La notificación de reacciones adversas sospechosas tras la autorización del medicamento es importante. Permite una vigilancia continua de la relación beneficio-riesgo del medicamento. Los profesionales del sistema sanitario deben informar sobre cualquier reacción adversa sospechosa.

Período de validez. 5 años.

Condiciones de conservación. El medicamento no requiere condiciones especiales de conservación. Conservar en un lugar fuera del alcance de los niños.

Incompatibilidades.

No se debe administrar la solución para perfusión de moxifloxacino simultáneamente con soluciones incompatibles, tales como: solución de cloruro de sodio al 10 %; solución de cloruro de sodio al 20 %; solución de bicarbonato de sodio al 4,2 %; solución de bicarbonato de sodio al 8,4 %.

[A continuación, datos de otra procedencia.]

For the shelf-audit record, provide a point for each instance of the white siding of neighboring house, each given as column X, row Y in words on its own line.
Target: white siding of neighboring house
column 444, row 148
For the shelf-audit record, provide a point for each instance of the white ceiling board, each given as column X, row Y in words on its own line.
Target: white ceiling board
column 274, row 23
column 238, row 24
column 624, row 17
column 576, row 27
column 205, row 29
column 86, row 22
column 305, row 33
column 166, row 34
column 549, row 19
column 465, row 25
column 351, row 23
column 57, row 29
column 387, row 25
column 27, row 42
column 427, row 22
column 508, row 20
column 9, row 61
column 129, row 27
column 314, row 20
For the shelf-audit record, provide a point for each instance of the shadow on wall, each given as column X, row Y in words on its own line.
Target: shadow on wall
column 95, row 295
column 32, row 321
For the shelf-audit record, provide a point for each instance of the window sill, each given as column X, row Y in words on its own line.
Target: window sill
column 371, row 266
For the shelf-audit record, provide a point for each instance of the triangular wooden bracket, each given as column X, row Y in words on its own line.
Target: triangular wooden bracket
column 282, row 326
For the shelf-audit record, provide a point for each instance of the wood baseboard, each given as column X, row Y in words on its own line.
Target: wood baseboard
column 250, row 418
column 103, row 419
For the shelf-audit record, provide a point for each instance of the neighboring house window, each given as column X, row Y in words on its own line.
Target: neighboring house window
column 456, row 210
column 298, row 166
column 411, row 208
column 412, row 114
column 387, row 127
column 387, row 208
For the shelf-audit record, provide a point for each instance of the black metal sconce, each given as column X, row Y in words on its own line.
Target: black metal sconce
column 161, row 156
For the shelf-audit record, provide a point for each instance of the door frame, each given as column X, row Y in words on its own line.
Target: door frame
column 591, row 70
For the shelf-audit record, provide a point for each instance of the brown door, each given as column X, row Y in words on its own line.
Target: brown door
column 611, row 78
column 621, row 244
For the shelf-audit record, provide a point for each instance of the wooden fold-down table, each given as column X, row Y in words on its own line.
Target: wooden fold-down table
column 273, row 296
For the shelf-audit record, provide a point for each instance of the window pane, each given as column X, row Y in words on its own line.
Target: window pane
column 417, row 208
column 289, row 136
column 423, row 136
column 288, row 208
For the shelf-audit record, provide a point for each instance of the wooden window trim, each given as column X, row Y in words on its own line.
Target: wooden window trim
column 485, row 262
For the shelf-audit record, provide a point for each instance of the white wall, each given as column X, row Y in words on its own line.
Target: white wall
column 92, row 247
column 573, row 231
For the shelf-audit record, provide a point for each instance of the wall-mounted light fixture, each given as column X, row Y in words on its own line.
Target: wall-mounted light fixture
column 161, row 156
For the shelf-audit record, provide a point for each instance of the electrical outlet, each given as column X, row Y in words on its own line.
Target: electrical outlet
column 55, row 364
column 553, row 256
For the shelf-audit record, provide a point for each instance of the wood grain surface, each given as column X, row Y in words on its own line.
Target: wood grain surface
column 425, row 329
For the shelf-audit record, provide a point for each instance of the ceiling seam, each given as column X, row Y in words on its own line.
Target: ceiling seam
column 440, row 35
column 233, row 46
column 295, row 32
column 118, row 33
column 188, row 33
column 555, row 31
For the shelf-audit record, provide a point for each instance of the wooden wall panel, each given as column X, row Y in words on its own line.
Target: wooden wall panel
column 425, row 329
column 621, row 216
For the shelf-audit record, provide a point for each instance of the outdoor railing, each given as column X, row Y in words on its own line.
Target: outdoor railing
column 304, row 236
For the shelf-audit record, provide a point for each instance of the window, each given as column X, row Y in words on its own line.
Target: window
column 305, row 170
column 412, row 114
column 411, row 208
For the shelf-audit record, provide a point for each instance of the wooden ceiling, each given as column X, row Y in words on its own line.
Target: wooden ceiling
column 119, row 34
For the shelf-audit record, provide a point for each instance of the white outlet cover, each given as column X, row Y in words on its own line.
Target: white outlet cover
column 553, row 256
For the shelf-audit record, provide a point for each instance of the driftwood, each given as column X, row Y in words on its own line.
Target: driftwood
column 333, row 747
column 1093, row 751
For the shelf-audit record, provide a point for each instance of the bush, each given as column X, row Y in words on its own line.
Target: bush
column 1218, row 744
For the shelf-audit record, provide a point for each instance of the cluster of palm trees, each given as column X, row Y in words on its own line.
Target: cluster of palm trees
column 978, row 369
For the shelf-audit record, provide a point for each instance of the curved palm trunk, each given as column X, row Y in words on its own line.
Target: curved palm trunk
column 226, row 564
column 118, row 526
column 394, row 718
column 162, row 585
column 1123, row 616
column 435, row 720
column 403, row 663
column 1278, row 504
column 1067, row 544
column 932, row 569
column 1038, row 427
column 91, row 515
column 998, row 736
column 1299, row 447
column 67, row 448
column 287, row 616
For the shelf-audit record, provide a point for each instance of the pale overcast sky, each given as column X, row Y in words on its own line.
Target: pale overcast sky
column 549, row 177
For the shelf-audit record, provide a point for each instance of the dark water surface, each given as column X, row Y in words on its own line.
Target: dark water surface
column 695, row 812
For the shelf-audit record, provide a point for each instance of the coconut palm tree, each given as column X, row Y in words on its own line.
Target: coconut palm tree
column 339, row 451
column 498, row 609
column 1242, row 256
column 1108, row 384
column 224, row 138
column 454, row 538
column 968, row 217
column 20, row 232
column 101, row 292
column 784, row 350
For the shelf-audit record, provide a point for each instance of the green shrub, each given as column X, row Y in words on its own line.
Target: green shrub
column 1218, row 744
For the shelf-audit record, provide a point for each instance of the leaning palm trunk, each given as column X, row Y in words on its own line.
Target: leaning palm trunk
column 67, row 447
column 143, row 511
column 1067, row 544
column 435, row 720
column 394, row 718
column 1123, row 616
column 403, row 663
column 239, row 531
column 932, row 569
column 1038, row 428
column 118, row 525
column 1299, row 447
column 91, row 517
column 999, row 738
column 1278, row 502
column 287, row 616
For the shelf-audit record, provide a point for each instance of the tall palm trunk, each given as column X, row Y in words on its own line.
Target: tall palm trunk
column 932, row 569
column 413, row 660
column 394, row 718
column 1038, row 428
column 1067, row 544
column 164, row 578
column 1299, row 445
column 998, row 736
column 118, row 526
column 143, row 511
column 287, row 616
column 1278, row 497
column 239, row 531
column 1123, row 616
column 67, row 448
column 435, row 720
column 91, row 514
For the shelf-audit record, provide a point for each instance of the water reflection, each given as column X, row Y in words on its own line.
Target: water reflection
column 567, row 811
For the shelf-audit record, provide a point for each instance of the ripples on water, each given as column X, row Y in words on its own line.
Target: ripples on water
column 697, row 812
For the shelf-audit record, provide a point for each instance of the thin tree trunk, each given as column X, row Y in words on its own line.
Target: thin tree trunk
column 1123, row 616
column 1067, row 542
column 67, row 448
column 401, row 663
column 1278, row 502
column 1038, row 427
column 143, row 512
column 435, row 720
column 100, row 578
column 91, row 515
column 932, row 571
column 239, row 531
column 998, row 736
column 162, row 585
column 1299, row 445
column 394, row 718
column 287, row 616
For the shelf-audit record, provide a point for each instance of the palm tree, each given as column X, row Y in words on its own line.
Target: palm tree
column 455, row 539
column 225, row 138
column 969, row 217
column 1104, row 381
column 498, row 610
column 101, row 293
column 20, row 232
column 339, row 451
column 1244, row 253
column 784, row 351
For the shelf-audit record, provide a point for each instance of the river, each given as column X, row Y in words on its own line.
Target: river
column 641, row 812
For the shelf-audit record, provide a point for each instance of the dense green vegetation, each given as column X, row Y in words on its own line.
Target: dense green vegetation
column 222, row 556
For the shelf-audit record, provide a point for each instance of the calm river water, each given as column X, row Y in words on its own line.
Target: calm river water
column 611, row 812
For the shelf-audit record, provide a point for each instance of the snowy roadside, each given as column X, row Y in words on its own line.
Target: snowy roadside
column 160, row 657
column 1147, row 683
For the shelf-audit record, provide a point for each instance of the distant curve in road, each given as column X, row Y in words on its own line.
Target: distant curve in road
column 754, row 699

Este medicamento no debe mezclarse con otros medicamentos, excepto aquellos especificados en la sección «Precauciones especiales de seguridad».

Envase. 250 ml de solución en un frasco, 1, 5 o 12 frascos por caja.

Categoría de dispensación. Bajo receta médica.

Fabricante. AT FARMATEN.

Domicilio del fabricante y dirección del lugar de actividad.

Derwenakion 6, Pallini, Ática, 15351, Grecia.